Un bel mattino, il portalettere m’incontra in piazza. “Ho qualcosa per voi” dice, infilando una mano nella borsa: è una cartolina, me la consegna guardandosi intorno con viva preoccupazione, poi senza nemmeno lasciarmi il tempo di ringraziare sparisce dietro un dosso della strada provinciale come se il diavolo gli tenesse dietro. Che sarà mai penso tra me, tenendola fra le dita e rigirandola più volte per rendermi conto almeno del mittente: è una cartolina illustrata dalla Spagna, per la precisione raffigura il santuario di Compostela.
Manca il francobollo, dev’essere passata di mano in mano attraverso i Pirenei e le Alpi, prima di ripercorrere all’indietro la via Francigena, mentre son lì che mi chiedo quale rete di volenterose staffette possa essersi presa tanto disturbo, l’occhio mi cade sulla grande firma in corsivo. Non riesco a trattenere un sorriso: è l’uomo con la balestra, l’assassino del Lago Maggiore, il lupo di Valacchia. Vlad mi manda i saluti dalla Spagna, con un breve messaggio di commiato e un’accorata raccomandazione, dalla quale improvvisamente ogni cosa mi appare molto più chiara: è come togliere il velo dal corpo d’una statua per goderne finalmente l’armonia delle proporzioni. Poche parole, sintetico ma implacabile: “Non muovere quadro da studio di pittore”.
ROMPERE L’ASSEDIO
Un fulmine a ciel sereno, quel gran figlio di buona donna! Altro che robotica, intelligenza artificiale, androidi che prendono coscienza o altre sciocchezze come quelle che sento dire nel vuoto mediatico della stampa, Maria non conta le pecore prima di addormentarsi: ero sicuro che una spiegazione più semplice dovesse far luce sul mistero, la genialità di quell’uomo senza gloria non finisce di stupirmi.
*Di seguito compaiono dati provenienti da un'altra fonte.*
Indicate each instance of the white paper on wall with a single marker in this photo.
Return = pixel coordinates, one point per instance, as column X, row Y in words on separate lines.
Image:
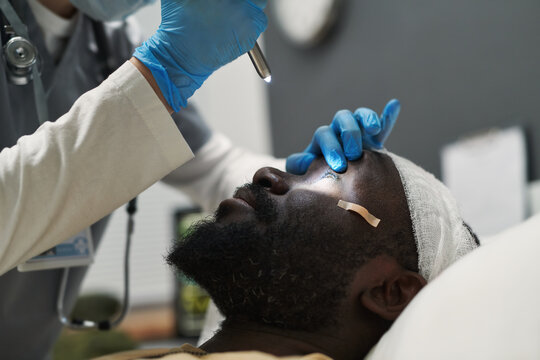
column 488, row 175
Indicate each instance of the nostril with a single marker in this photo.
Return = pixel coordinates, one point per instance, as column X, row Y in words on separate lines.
column 272, row 180
column 265, row 182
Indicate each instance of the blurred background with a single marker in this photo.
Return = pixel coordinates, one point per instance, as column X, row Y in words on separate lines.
column 466, row 72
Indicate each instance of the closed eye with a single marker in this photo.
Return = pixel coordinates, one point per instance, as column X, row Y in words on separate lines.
column 329, row 174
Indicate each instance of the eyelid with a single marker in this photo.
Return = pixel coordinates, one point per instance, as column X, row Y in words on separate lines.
column 330, row 174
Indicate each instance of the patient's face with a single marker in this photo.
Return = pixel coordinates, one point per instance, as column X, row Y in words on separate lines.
column 281, row 252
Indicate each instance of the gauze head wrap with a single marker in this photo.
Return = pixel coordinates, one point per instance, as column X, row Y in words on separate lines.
column 441, row 235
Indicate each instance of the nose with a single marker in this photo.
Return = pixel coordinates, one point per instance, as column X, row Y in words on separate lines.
column 272, row 179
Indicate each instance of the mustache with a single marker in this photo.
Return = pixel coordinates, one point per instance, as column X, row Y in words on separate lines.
column 259, row 198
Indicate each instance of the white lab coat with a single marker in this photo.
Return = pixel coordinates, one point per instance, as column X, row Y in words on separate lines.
column 116, row 141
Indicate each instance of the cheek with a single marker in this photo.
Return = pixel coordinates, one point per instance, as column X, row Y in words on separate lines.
column 315, row 204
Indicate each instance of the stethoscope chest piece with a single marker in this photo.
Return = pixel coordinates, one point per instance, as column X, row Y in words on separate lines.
column 21, row 56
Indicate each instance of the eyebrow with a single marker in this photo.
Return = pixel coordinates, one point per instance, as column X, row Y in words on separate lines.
column 329, row 172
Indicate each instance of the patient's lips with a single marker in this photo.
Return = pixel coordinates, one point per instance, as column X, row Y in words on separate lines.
column 246, row 196
column 242, row 200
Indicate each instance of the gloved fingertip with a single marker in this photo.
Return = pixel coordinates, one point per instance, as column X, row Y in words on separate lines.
column 392, row 108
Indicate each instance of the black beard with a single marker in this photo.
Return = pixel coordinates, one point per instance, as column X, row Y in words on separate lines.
column 291, row 275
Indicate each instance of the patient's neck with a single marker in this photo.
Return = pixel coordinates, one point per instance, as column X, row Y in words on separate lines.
column 245, row 336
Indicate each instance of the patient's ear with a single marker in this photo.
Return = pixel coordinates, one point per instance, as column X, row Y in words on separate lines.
column 392, row 288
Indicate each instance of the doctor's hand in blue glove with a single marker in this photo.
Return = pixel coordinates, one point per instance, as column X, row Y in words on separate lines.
column 197, row 37
column 346, row 137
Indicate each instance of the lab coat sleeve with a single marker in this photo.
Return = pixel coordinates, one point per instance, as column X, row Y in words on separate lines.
column 115, row 142
column 217, row 170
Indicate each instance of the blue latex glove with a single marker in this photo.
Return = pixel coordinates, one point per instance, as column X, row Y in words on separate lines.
column 345, row 138
column 197, row 37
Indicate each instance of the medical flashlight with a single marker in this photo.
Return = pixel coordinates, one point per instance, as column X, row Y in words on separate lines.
column 259, row 61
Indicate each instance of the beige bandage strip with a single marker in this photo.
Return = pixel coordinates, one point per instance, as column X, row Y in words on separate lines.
column 360, row 210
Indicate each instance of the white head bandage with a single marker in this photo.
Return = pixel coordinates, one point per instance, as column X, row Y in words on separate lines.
column 440, row 233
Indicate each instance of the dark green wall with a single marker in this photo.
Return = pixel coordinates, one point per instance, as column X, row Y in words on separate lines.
column 457, row 67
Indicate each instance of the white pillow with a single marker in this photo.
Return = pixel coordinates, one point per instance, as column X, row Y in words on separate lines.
column 485, row 306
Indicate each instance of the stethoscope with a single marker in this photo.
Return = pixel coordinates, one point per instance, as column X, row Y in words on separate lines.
column 22, row 63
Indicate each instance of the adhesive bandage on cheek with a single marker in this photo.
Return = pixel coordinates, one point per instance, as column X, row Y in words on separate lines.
column 360, row 210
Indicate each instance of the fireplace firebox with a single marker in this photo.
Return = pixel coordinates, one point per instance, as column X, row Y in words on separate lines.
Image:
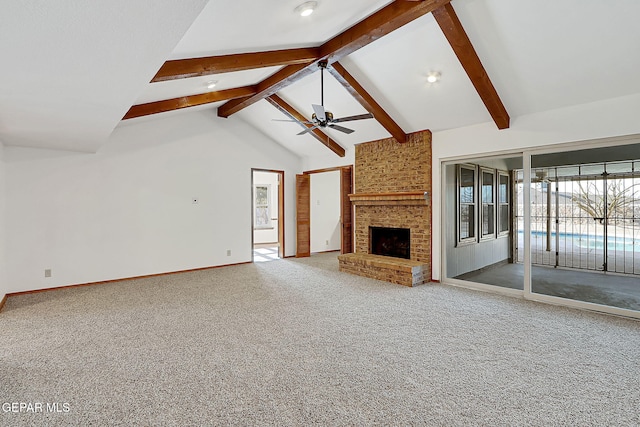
column 393, row 242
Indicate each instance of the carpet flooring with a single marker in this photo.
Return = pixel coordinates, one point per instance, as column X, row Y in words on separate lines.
column 296, row 342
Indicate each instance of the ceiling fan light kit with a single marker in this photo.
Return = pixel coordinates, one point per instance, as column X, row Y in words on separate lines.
column 433, row 76
column 306, row 8
column 322, row 118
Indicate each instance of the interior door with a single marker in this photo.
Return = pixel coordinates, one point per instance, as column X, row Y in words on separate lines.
column 346, row 210
column 303, row 215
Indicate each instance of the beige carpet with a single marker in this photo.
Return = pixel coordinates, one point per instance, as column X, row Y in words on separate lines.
column 295, row 342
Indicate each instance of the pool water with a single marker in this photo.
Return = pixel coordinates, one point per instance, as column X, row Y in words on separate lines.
column 586, row 241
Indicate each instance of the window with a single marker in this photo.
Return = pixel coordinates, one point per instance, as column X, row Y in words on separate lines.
column 466, row 203
column 503, row 203
column 487, row 199
column 261, row 202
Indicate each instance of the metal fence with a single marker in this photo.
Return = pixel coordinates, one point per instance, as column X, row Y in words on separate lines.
column 584, row 216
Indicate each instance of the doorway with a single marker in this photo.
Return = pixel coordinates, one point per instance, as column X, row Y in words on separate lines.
column 558, row 225
column 330, row 232
column 267, row 214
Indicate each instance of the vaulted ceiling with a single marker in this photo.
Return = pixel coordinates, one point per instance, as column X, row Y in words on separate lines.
column 75, row 69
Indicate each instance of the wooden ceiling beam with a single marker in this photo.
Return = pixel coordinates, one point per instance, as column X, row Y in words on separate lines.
column 195, row 67
column 268, row 87
column 366, row 100
column 381, row 23
column 291, row 112
column 187, row 101
column 448, row 21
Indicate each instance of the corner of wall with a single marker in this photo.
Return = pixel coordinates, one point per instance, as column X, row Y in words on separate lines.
column 3, row 264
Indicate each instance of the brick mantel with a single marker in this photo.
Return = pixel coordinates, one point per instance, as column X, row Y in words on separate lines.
column 392, row 190
column 401, row 198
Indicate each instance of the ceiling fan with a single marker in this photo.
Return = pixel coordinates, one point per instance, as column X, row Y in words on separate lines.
column 322, row 118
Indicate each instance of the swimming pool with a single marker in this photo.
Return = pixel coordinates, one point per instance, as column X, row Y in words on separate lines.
column 588, row 241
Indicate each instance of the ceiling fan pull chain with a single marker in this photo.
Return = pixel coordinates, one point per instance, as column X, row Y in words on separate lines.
column 321, row 85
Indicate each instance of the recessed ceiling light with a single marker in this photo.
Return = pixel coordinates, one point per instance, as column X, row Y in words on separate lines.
column 306, row 8
column 433, row 76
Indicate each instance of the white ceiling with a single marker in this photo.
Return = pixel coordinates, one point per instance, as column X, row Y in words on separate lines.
column 72, row 69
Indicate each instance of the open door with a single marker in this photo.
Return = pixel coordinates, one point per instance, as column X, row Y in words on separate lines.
column 346, row 210
column 303, row 215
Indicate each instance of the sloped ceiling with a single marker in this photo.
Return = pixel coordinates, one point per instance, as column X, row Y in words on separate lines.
column 71, row 69
column 80, row 67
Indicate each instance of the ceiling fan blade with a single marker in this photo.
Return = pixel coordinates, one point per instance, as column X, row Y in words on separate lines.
column 351, row 118
column 291, row 121
column 320, row 114
column 307, row 130
column 341, row 128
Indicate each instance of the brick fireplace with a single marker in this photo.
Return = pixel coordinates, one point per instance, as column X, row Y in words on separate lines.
column 392, row 191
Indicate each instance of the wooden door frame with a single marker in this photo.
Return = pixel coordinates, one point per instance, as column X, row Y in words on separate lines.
column 280, row 173
column 344, row 195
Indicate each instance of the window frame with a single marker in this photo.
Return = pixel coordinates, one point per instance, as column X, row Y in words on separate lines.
column 473, row 238
column 500, row 204
column 256, row 206
column 481, row 204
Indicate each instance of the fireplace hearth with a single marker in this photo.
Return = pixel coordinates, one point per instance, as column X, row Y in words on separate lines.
column 392, row 211
column 393, row 242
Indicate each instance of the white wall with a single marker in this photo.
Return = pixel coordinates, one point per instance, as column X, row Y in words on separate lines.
column 610, row 118
column 3, row 228
column 127, row 210
column 325, row 211
column 330, row 160
column 269, row 235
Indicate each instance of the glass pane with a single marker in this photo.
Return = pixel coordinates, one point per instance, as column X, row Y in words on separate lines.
column 588, row 228
column 487, row 220
column 504, row 218
column 467, row 224
column 262, row 216
column 503, row 189
column 262, row 196
column 467, row 178
column 487, row 187
column 592, row 169
column 621, row 167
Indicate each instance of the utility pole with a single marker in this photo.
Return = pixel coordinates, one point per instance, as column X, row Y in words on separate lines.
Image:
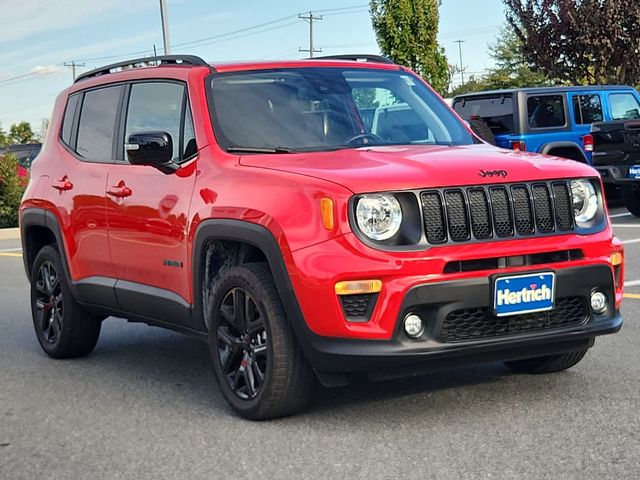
column 460, row 42
column 165, row 26
column 73, row 66
column 310, row 18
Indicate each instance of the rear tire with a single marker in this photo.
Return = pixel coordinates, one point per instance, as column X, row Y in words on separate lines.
column 257, row 362
column 631, row 199
column 548, row 364
column 64, row 329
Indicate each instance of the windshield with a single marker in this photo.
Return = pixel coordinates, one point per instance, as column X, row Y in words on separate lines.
column 324, row 108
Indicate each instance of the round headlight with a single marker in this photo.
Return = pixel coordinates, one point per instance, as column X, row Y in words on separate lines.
column 378, row 216
column 585, row 201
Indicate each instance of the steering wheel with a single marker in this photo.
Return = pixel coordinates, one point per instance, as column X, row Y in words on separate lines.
column 363, row 136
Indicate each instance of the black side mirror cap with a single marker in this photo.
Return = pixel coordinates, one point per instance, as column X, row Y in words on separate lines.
column 151, row 148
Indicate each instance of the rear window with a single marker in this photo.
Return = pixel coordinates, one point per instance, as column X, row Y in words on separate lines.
column 496, row 112
column 624, row 106
column 546, row 111
column 587, row 109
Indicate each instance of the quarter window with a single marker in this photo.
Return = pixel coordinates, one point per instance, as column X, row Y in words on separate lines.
column 97, row 124
column 624, row 106
column 69, row 115
column 587, row 109
column 545, row 111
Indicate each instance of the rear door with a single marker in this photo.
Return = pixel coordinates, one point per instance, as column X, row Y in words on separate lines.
column 586, row 108
column 148, row 210
column 618, row 142
column 84, row 156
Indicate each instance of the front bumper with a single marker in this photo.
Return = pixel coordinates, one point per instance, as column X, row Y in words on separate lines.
column 402, row 355
column 379, row 347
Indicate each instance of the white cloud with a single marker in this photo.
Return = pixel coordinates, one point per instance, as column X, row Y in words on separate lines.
column 27, row 17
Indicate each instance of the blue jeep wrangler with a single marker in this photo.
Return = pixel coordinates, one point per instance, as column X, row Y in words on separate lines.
column 550, row 120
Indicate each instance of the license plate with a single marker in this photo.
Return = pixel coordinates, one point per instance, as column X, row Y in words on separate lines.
column 634, row 172
column 519, row 294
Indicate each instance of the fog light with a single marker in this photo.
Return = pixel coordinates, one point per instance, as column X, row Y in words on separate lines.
column 413, row 325
column 598, row 302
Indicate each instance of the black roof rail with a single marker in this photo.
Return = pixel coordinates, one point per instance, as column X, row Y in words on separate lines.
column 356, row 58
column 156, row 61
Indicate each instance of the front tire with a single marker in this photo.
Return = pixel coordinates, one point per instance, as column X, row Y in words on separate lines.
column 631, row 199
column 63, row 328
column 257, row 362
column 548, row 364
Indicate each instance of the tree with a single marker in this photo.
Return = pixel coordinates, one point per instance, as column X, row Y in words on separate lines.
column 21, row 133
column 580, row 41
column 406, row 31
column 511, row 68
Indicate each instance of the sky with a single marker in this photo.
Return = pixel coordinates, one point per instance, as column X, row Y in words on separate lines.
column 38, row 37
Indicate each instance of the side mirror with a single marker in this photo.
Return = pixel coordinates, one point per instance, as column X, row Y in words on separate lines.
column 151, row 148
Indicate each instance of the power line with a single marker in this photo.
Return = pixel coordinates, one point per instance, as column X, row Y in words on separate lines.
column 73, row 65
column 310, row 19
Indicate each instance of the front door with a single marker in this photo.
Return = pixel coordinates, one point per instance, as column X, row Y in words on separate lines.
column 147, row 210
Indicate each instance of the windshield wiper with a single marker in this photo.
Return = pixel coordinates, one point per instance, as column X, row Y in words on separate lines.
column 237, row 149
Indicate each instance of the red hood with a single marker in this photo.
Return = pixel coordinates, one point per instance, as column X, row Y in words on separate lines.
column 371, row 169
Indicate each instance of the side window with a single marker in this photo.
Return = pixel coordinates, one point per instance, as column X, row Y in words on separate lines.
column 156, row 107
column 587, row 109
column 96, row 129
column 545, row 111
column 190, row 148
column 69, row 116
column 624, row 106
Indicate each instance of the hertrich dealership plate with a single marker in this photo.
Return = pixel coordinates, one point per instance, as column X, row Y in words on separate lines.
column 518, row 294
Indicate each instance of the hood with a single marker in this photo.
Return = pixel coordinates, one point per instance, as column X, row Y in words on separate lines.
column 371, row 169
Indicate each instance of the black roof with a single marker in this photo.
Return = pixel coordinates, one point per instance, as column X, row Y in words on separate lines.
column 545, row 90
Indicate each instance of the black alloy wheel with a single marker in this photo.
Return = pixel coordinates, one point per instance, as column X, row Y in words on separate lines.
column 242, row 343
column 49, row 305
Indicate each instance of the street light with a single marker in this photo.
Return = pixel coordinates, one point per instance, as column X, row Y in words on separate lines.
column 165, row 27
column 460, row 42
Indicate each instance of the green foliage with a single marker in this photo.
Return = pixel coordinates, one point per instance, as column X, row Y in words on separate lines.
column 21, row 133
column 406, row 31
column 4, row 141
column 11, row 190
column 580, row 41
column 511, row 68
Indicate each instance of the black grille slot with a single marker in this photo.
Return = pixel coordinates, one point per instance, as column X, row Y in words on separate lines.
column 476, row 323
column 564, row 209
column 457, row 215
column 522, row 210
column 482, row 213
column 502, row 220
column 433, row 214
column 544, row 211
column 480, row 218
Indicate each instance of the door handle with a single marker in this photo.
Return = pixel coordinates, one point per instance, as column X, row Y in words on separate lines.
column 120, row 191
column 63, row 184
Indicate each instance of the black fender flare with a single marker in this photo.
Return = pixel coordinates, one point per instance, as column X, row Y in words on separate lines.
column 257, row 236
column 39, row 217
column 547, row 147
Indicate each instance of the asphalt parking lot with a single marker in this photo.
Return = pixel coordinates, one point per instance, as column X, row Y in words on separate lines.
column 145, row 405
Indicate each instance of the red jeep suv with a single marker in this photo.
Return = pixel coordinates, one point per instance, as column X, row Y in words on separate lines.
column 322, row 218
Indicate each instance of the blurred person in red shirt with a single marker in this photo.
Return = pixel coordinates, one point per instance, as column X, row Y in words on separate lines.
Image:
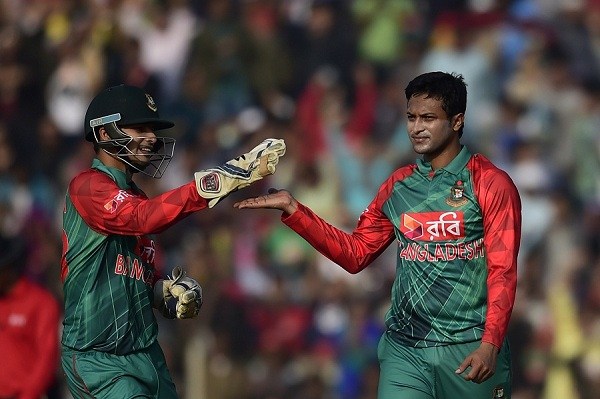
column 29, row 327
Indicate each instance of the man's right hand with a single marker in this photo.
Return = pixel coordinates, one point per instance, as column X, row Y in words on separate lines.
column 275, row 199
column 216, row 183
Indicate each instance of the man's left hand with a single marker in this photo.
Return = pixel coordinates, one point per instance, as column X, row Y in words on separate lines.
column 482, row 362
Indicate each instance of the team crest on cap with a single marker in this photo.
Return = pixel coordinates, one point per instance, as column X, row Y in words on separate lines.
column 498, row 393
column 457, row 195
column 150, row 103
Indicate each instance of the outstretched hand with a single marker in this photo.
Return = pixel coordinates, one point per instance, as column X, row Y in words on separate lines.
column 482, row 362
column 275, row 199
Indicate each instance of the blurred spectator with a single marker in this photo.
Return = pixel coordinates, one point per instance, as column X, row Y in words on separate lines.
column 29, row 320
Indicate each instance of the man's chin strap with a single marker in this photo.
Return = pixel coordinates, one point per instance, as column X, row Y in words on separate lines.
column 157, row 162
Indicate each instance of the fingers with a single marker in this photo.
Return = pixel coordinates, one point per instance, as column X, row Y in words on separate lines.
column 478, row 373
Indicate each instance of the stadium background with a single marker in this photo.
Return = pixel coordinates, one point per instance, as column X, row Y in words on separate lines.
column 279, row 321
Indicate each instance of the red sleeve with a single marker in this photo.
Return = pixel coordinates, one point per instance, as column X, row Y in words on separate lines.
column 501, row 208
column 43, row 370
column 352, row 251
column 110, row 210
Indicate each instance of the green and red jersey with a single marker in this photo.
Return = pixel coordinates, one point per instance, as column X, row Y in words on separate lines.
column 108, row 261
column 458, row 233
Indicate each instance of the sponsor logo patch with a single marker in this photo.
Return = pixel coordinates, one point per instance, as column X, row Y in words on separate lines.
column 210, row 183
column 456, row 197
column 150, row 102
column 112, row 205
column 498, row 393
column 433, row 226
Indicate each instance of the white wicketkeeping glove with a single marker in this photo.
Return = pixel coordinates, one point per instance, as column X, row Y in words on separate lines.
column 216, row 183
column 179, row 296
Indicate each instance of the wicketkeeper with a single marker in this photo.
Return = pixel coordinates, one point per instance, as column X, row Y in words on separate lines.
column 111, row 285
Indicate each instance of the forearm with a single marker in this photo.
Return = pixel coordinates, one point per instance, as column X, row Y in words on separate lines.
column 353, row 252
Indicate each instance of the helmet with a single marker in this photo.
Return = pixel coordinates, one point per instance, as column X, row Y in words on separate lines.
column 122, row 106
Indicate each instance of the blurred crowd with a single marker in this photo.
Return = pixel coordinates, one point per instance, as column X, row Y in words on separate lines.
column 279, row 320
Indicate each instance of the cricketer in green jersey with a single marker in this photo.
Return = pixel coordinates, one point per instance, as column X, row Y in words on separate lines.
column 456, row 221
column 110, row 279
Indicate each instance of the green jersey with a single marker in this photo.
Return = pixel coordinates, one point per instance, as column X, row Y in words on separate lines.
column 108, row 262
column 457, row 232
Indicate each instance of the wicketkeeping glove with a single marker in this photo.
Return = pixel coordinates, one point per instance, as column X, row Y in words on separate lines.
column 216, row 183
column 179, row 296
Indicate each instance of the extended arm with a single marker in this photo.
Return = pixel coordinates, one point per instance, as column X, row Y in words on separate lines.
column 354, row 251
column 109, row 209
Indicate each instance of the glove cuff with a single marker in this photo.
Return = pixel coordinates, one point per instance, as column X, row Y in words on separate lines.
column 163, row 301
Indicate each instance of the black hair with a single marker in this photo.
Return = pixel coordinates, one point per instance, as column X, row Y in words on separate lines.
column 449, row 88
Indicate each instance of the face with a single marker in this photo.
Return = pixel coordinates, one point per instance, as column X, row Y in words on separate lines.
column 432, row 133
column 142, row 146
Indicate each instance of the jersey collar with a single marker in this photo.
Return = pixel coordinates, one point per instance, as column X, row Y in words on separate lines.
column 455, row 166
column 117, row 175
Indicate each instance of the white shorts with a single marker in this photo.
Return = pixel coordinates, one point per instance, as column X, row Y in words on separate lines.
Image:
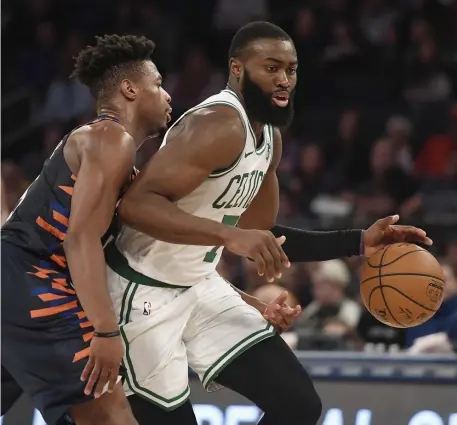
column 166, row 330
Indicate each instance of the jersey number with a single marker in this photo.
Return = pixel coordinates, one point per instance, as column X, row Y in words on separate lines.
column 229, row 220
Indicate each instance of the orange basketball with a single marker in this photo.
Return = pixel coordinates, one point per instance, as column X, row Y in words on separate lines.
column 402, row 285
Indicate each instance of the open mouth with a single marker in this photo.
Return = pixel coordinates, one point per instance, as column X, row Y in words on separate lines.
column 281, row 99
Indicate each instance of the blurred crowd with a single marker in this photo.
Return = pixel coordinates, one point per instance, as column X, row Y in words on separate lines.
column 375, row 129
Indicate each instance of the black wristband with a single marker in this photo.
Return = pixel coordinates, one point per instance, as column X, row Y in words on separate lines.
column 305, row 245
column 107, row 334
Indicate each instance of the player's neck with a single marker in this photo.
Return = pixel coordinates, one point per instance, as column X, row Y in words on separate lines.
column 257, row 126
column 127, row 121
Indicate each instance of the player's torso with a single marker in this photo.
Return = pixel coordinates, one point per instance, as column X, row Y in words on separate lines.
column 39, row 222
column 222, row 197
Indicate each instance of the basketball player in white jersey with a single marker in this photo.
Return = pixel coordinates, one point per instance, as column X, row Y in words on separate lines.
column 210, row 184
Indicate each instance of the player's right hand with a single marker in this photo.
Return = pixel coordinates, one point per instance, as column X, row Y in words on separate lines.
column 103, row 365
column 262, row 247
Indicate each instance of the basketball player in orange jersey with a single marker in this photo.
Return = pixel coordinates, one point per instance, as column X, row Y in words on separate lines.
column 60, row 334
column 213, row 184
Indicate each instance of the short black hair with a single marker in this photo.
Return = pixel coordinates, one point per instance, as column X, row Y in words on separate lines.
column 113, row 57
column 255, row 31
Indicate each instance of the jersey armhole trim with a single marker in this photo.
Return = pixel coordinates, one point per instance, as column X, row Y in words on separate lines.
column 223, row 171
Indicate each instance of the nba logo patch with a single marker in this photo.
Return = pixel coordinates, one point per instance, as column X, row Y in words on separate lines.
column 435, row 291
column 147, row 308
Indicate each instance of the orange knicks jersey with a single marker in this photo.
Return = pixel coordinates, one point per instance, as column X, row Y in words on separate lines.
column 38, row 226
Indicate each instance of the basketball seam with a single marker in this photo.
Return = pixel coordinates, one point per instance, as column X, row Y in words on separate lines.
column 380, row 286
column 409, row 298
column 401, row 274
column 395, row 259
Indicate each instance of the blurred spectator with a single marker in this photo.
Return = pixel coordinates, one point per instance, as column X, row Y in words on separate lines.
column 445, row 319
column 38, row 63
column 427, row 81
column 376, row 19
column 346, row 152
column 198, row 70
column 388, row 186
column 232, row 14
column 342, row 48
column 4, row 209
column 66, row 98
column 329, row 284
column 437, row 198
column 434, row 155
column 311, row 177
column 399, row 130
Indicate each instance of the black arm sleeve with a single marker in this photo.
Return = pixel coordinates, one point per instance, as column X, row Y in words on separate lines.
column 306, row 245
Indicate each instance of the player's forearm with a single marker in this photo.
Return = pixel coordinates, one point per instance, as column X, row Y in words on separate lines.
column 161, row 219
column 87, row 266
column 305, row 245
column 249, row 299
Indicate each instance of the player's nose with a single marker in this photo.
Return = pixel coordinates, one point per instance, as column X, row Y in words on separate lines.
column 167, row 97
column 283, row 81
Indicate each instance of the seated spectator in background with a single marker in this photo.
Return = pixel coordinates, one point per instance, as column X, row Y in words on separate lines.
column 330, row 302
column 445, row 319
column 437, row 198
column 4, row 210
column 434, row 155
column 389, row 184
column 66, row 99
column 195, row 81
column 311, row 178
column 399, row 130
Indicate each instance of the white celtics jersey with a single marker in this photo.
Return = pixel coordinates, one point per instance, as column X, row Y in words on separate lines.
column 222, row 197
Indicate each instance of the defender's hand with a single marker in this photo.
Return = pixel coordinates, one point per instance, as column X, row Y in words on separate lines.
column 103, row 366
column 262, row 247
column 385, row 232
column 280, row 314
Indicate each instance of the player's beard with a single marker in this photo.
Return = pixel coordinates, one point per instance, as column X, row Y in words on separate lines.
column 260, row 107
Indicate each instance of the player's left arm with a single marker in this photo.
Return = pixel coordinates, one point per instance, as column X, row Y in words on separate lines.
column 305, row 245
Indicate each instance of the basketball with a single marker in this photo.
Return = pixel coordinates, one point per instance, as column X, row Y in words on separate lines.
column 402, row 285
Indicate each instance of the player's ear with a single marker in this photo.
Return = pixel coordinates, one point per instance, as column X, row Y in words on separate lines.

Inutile dire che non ha agito per spirito di servizio ma solo nell’intenzione di rompere l’assedio che polizia, carabinieri e guardia i finanza gli avevano teso, meglio ancora volendo far perdere le tracce a chi gli aveva trovato un riparo nel sotterraneo dell’ospedale, lo stesso ragioniere presidente della cooperativa che l’aveva in gestione.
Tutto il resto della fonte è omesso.